05 avril 2016 : Le Lac des cygnes au Mariinsky (Saint-Pétersbourg)


Le Lac des cygnes
Héloïse Bourdon (Odette)


Le Lac des cygnes, c'est le ballet sans doute le plus emblématique du Mariinsky, la carte de visite obligée de la compagnie lors de ses tournées à l'étranger. On le connaît bien sûr, on l'a vu de nombreuses fois entre Paris, Londres ou Baden-Baden, mais le découvrir sur sa scène natale est tout autre chose – un choc visuel et auditif, à l'instar du tableau des Ombres de La Bayadère, donnée, quelques jours plus tard, lors de ce même festival. On ne se pose plus, comme à Paris, la question byzantine de la pertinence de telle ou telle «version», de ses qualités et/ou de ses défauts, le ballet s'impose, aussi naturellement qu'harmonieusement, dans le cadre grandiose de la salle bleu et or, théâtre dans ce théâtre qu'est la ville de Pierre, au confluent de la terre, de la mer et d'un ciel aux lueurs constamment changeantes. Sur la vaste scène, qui frappe avant tout par sa profondeur, les Cygnes, libérés de la pesanteur, prennent un envol des plus majestueux, tandis que les scènes de palais, notamment celle de l'acte II, gagnent une grandeur et un éclat insoupçonnés. Faisant corps avec le ballet, la musique de Tchaïkovsky s'élève de la fosse comme de la lave en feu d'un cratère, résonnant dans l'auditorium immense de manière nerveuse, épique, excitante. Nul ne peut rester indifférent face à cette sensation d'unité, que la poésie aérienne du corps de ballet vient encore redoubler.

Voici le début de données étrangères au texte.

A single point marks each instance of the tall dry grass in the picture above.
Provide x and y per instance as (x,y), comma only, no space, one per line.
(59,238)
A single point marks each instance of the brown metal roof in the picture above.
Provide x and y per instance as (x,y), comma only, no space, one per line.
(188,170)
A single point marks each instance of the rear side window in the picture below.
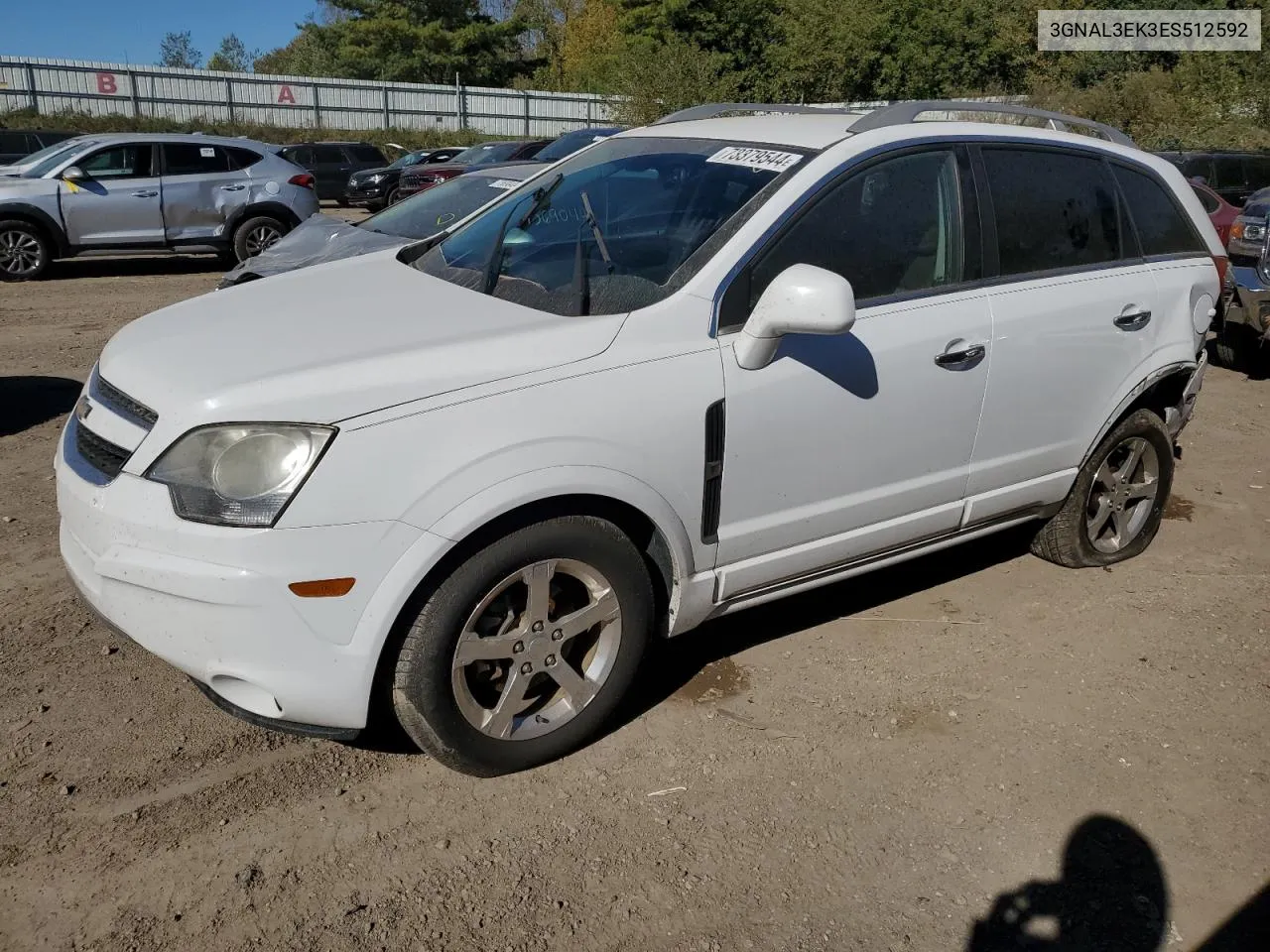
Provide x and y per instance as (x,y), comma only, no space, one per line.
(193,159)
(1162,227)
(1053,209)
(367,154)
(1228,171)
(1207,199)
(327,155)
(243,158)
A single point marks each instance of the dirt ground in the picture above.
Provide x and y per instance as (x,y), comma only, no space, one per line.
(866,767)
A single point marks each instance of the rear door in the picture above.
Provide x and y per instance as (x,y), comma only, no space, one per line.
(202,189)
(1072,318)
(118,202)
(331,169)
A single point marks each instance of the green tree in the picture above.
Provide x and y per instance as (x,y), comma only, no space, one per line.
(178,50)
(231,56)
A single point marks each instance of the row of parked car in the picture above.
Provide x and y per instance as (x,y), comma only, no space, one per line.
(230,195)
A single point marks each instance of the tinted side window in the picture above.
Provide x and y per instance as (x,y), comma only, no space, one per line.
(367,154)
(1055,209)
(1228,172)
(1162,226)
(889,229)
(329,155)
(118,163)
(193,159)
(243,158)
(1207,199)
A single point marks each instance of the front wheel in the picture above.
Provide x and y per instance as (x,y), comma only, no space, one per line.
(1114,509)
(524,653)
(24,252)
(255,235)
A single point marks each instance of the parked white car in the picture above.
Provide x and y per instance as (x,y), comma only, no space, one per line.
(697,367)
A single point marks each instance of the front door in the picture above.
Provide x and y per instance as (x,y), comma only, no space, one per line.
(853,444)
(200,190)
(118,202)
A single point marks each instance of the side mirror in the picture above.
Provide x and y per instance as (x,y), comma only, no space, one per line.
(801,299)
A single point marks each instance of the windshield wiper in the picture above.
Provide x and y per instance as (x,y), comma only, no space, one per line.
(580,272)
(494,263)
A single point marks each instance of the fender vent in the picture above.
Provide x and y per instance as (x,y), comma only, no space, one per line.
(711,494)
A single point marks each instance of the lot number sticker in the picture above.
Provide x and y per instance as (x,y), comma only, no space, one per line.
(757,159)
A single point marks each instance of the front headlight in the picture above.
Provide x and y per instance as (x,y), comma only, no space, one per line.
(240,474)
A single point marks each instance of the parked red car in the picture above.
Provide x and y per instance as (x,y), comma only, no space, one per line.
(1220,212)
(417,178)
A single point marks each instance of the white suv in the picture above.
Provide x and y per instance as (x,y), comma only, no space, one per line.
(693,368)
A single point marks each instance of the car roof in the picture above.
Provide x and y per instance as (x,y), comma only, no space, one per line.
(98,137)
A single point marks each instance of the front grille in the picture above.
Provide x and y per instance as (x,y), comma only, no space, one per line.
(125,405)
(102,454)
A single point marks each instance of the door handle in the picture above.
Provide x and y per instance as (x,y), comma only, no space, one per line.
(1134,320)
(961,358)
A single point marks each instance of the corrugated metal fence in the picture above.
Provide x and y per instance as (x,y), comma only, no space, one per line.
(103,89)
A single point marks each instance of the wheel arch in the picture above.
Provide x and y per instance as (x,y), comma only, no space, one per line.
(1160,390)
(21,211)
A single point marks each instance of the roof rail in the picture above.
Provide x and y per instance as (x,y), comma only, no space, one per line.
(902,113)
(710,111)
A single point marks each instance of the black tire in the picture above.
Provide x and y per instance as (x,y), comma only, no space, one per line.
(245,244)
(1228,347)
(24,250)
(1065,539)
(423,693)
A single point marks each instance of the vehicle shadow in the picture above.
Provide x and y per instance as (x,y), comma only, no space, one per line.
(30,402)
(1111,896)
(672,664)
(134,267)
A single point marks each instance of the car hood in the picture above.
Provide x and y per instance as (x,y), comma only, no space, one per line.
(317,240)
(333,341)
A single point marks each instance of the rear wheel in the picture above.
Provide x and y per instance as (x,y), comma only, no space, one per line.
(255,235)
(24,252)
(1114,509)
(522,654)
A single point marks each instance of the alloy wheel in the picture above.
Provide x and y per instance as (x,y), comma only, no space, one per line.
(538,649)
(1123,495)
(19,253)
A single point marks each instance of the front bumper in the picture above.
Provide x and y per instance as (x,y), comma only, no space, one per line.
(213,602)
(1250,303)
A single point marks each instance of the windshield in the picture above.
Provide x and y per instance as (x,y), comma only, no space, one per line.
(653,203)
(571,143)
(488,153)
(408,159)
(440,207)
(48,158)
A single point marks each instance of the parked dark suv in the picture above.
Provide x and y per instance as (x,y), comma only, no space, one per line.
(331,163)
(1233,176)
(18,144)
(376,188)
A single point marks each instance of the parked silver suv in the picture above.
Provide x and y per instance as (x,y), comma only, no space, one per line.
(141,191)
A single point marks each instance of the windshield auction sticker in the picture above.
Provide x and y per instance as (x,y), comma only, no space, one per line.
(1201,31)
(757,159)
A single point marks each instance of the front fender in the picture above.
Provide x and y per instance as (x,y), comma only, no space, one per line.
(539,485)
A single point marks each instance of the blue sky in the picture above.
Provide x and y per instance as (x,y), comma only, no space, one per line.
(130,31)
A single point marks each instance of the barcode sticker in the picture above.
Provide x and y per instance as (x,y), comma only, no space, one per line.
(757,159)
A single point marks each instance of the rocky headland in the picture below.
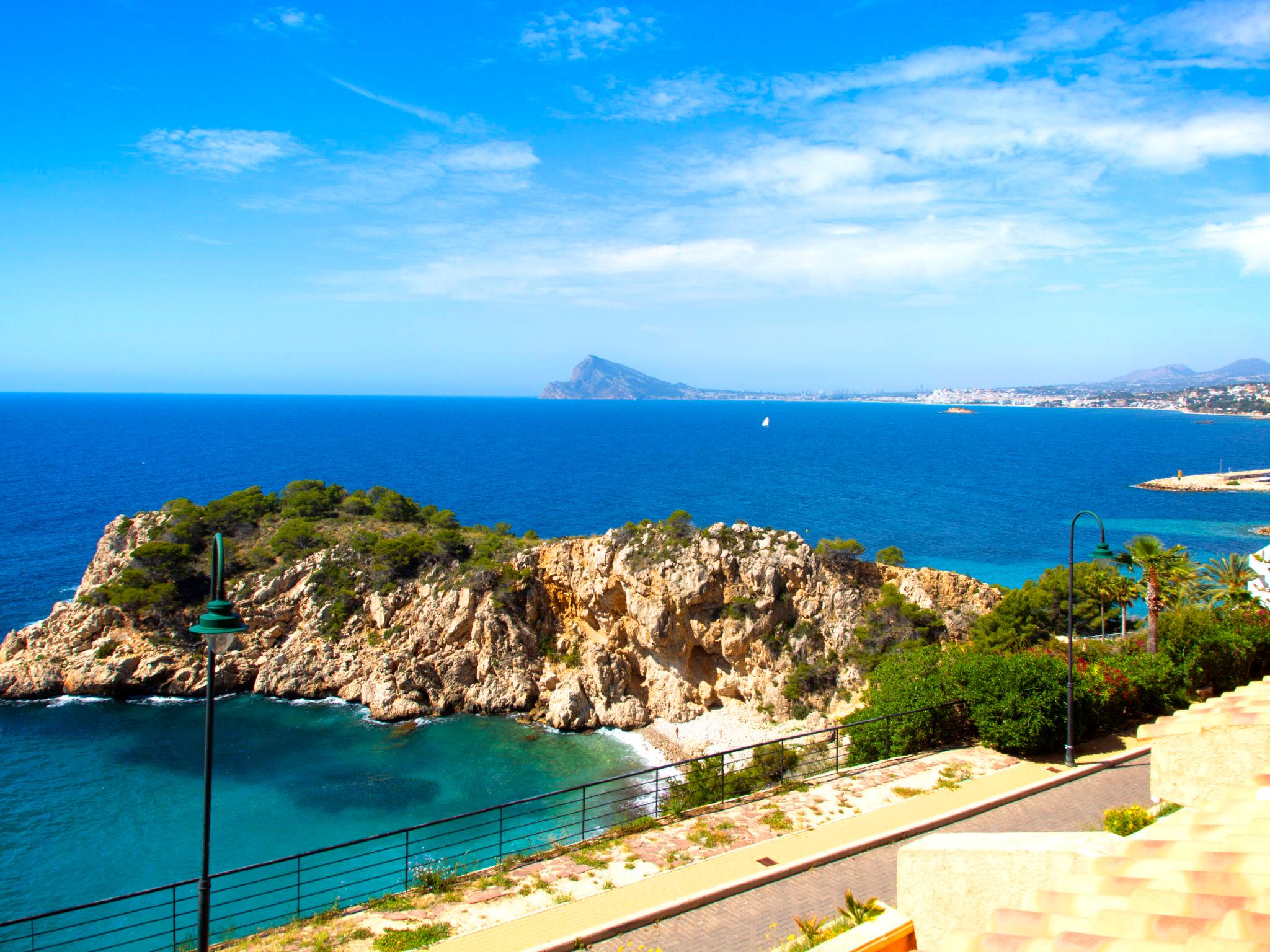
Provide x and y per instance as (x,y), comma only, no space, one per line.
(406,612)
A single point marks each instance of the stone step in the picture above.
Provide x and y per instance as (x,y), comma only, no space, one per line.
(1208,862)
(1204,906)
(1076,904)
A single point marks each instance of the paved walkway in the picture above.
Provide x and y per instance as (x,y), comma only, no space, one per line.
(744,923)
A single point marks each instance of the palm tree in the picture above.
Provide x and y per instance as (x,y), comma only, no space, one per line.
(1101,584)
(1226,578)
(1124,592)
(1160,566)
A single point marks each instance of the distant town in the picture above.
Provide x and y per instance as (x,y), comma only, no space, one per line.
(1222,399)
(1240,387)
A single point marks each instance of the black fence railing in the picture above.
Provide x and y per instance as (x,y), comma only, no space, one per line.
(262,895)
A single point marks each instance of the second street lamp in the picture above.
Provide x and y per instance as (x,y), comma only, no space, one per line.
(219,625)
(1100,551)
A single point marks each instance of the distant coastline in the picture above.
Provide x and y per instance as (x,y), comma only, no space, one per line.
(1238,482)
(1238,389)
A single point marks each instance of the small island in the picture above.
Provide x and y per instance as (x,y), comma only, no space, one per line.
(1244,480)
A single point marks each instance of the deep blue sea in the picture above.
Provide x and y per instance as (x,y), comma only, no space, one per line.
(103,798)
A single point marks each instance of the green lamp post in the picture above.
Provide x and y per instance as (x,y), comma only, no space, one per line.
(218,625)
(1100,551)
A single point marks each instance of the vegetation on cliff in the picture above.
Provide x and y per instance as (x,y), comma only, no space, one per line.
(373,597)
(381,536)
(1013,674)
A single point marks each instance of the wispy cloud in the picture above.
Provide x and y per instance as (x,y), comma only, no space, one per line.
(1214,29)
(685,97)
(419,165)
(288,19)
(1250,240)
(916,177)
(418,111)
(219,151)
(605,30)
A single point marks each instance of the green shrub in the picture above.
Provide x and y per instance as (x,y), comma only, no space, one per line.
(296,539)
(163,562)
(1018,701)
(890,555)
(241,509)
(809,679)
(738,607)
(1209,646)
(890,621)
(838,552)
(435,878)
(335,591)
(394,507)
(311,499)
(906,679)
(1124,821)
(703,783)
(184,523)
(419,937)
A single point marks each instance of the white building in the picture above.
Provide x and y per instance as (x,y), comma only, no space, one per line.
(1260,586)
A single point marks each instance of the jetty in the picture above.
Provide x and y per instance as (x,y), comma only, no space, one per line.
(1231,482)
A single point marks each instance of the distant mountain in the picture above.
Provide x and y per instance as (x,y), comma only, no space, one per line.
(1178,376)
(596,379)
(1169,374)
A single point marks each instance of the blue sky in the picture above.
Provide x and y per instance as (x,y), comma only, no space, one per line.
(468,198)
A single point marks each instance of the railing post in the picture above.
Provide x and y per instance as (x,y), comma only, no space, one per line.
(406,863)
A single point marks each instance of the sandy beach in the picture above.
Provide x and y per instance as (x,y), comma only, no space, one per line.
(734,725)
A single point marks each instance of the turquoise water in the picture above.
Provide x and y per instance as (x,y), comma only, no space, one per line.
(104,798)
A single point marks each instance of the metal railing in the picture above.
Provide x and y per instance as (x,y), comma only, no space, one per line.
(430,855)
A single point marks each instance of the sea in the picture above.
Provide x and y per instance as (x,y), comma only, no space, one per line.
(104,798)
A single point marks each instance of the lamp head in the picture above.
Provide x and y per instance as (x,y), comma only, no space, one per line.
(219,624)
(1103,551)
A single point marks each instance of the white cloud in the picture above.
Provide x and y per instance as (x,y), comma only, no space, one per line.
(603,30)
(813,260)
(419,111)
(683,97)
(1250,240)
(219,151)
(288,19)
(1186,144)
(420,165)
(793,168)
(1238,29)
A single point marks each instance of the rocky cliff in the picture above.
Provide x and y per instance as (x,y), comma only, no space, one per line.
(610,630)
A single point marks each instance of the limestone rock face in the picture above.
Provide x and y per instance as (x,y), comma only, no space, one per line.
(613,630)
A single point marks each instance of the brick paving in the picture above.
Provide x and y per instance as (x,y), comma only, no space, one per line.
(744,923)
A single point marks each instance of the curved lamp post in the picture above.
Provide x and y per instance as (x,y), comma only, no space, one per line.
(219,625)
(1100,551)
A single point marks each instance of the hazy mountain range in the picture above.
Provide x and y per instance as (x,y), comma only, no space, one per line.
(597,379)
(1179,376)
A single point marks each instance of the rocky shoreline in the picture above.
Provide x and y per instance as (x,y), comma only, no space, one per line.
(1242,482)
(619,630)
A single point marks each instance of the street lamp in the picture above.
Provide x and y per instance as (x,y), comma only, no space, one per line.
(1100,551)
(220,624)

Le privilège revenait cette année à Héloïse Bourdon, dont l'Odette-Odile avait enthousiasmé le public parisien la saison dernière, de s'emparer de ce rôle iconique, comme aiment à dire les Anglo-Saxons, dans la version traditionnelle de Konstantin Sergueiev. Le défi est de taille sur cette scène chargée d'histoire, qui non seulement a vu naître une quantité impressionnante de cygnes d'anthologie, mais en a aussi, qu'on le veuille ou non, dessiné la forme archétypale dans l'imaginaire collectif. Le public local, prompt à débattre de la position d'un doigt, de la courbure d'un poignet ou de la direction d'un regard, n'est toutefois pas du genre à s'en laisser conter par la première ballerine venue, tout particulièrement sur ce ballet-là. Même si le parterre se touristifie grandement, généralement pour le pire (sauf à squatter les premiers rangs, voilà une zone à éviter absolument – pour cause de têtes importunes et/ou de vagues de téléphones portables allumés de manière impromptue), on sent qu'ici, loin des claques moscovites, les applaudissements et autres ovations sont savamment dosés.
 
Le Lac des cygnes
Héloïse Bourdon (Odile), Timur Askerov (Siegfried)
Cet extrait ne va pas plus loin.